By Rafael Cardona from La Cronica de Hoy:
Llevaba meses de llamar a Conchita Cintrón en mis recuerdos. Por eso he
parafraseado el título de su hermoso libro ¿Por qué vuelven los toreros?
Me ocurría cada comienzo de año y siempre en enero pensaba escribirle
un saludo a su casa de Lisboa. A veces lo hacía; a veces no. Y así fue
en esta ocasión. Sea esta columna el sucedáneo de una carta no escrita
para una mujer indefinible e irrepetible.
Mi última reunión con ella fue en Guadalajara.
—Está en México Conchita; me dijo mientras comíamos el ex embajador
mexicano en Portugal Mariano Palacios Alcocer. ¿No sería bueno hacerle
una entrevista?
La cita fue hecha por teléfono y estuvo llena de condiciones. No quiero
esto, no quiero aquello. Por favor, fotografías no; estoy recién
operada de los ojos y la luz me ofende. Cuando llegué a Guadalajara me
fui a un lienzo charro donde ella aguardaba con su amigo Chucho de
Anda. Esperé a la sombra de un árbol en la finca de Ricardo Zermeño y
al poco rato llegó ella.
Tenía más de 70 años, el pelo blanco; el paso de quien ha sabido
caminar por un ruedo con firmeza y sin miedo; las manos fuertes y a un
tiempo delicadas, la barbilla altiva y los ojos cubiertos por unas
gafas negras.

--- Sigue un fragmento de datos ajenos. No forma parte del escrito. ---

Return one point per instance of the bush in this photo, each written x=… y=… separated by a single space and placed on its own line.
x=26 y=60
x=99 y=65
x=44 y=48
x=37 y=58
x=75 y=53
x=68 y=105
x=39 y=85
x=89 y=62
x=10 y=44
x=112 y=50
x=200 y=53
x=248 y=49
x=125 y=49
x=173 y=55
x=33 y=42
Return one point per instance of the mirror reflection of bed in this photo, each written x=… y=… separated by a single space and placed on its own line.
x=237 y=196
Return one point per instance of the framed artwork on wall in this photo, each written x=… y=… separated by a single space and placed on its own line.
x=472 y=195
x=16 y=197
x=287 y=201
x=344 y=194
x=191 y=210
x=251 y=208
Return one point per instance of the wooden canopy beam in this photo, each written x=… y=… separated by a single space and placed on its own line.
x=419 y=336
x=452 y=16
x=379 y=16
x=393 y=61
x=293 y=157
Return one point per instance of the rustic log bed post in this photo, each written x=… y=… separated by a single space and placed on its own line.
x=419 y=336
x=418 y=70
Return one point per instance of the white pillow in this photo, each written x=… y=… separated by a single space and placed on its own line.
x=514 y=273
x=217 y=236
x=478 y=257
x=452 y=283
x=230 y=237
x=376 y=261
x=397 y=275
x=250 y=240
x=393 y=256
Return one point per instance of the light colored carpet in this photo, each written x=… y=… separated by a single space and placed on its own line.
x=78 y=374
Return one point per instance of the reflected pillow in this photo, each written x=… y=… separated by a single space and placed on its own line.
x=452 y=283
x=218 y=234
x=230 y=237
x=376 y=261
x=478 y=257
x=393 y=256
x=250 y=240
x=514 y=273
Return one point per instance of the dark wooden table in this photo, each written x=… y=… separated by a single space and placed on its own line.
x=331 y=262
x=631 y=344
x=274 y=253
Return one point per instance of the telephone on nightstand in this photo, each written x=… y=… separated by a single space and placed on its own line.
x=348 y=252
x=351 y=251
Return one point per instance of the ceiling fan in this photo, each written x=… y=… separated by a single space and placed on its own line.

Negras como su traje negro.
—Muchas gracias por su tiempo, le dije.
—No se preocupe por esas cosas, se lo he prometido al embajador Palacios. ¿De qué quiere usted hablar conmigo?
—De Conchita Cintrón, ¿la conoce?
Sus facciones se suavizaron y apenas insinuó una sonrisa. “Pues a veces la conozco y a veces parece extraña hasta para mí”.
Hablamos y la charla jamás tuvo orden. Los temas entraban y salían
junto con los nombres de los hombres de su vida. Su abuelo Varril, a
quien ella llamaba Om; don Juan Belmonte, El Gallo; del regicidio de
Carlos I en Lisboa; del atentado contra Alfonso XIII con una bomba
envuelta en un ramo de flores.
—¿Se imagina usted la metáfora, una bomba entre las flores?, decía entre la sorpresa y el descubrimiento.
En el lienzo dos chamacos entrenan. Uno empuja la cornamenta y el otro
ensaya infinitos muletazos de lentitud imposible, como si tras los
pitones atados a un palo hubiera un toro verdadero. Pero ellos mueven
dulcemente sus muletas de ilusión, con sus boinas y sus pantalones
viejos.
—¿Vamos?, le dijo a la señora vestida de negro. Vamos, responde.
El sol pega fuerte en la tarde. Ya pasa de la una y ella mira el ruedo
y el partidero del fondo. ¡Oye!, le grita a uno de los maletillas; ¡así
no!, ¡ven acá!
Toma el palillo de aquí; le dice al azorado muchacho quien no tiene la
menor idea de quién le habla y le ayuda. El brazo suelto separado del
cuerpo, así… Y convertida en maestra la Diosa Rubia del Toreo le rompe
la dimensión al tiempo. Muletea al viento. O torea un recuerdo, como se
quiera decir.
—Ya nadie enseña a torear, por eso nadie sabe lo que trae dentro. Todos
iguales, todos parejos, “¡ah”! pero cómo se arriman cuando ya han
pasado los pitones, claro, con las orejas ningún toro pega cornadas…
Veo ahora una foto de aquella tarde: Conchita juega con sus manos y con
los índices de ambas manos colocados en su cabeza simula una cornamenta
y ríe.
Después de eso sostuvimos una relación epistolar. Le hice un dibujo y
me respondió con una carta muy hermosa. Tiempo después me envió otra de
letras sombrías. Me hablaba de su depresión, de su tristeza. Le
respondí con innecesarias palabras de aliento.
“Hace mucho tiempo —me decía— que conozco la impresión de haber vivido
más de la cuenta. Quizá un torero, a quien no le importa vivir más allá
de la tarde de toros que le espera tiene una formación inadaptable a la
vida cotidiana…”
Pero había más. Al final de la carta incluía, con extrema discreción,
dos pequeños recortes de periódico. Los había escrito para su hijo
muerto. Este es uno de ellos:
“¡Dios mío!... se cumplieron siete años (1980) desde que llamaste a mi
hijo Pedro… tenía 22 años recién cumplidos y era el sol y la alegría
del hogar… Pero hiciste bien; él no merecía esta vida dolorosa sino
aquella que nos tienes prometida.
“Perdóname señor si lloro… es que no sabía que también los ángeles reciben sepultura…”
Después de eso ya no hubo más cartas. Conocerla fue un enorme privilegio.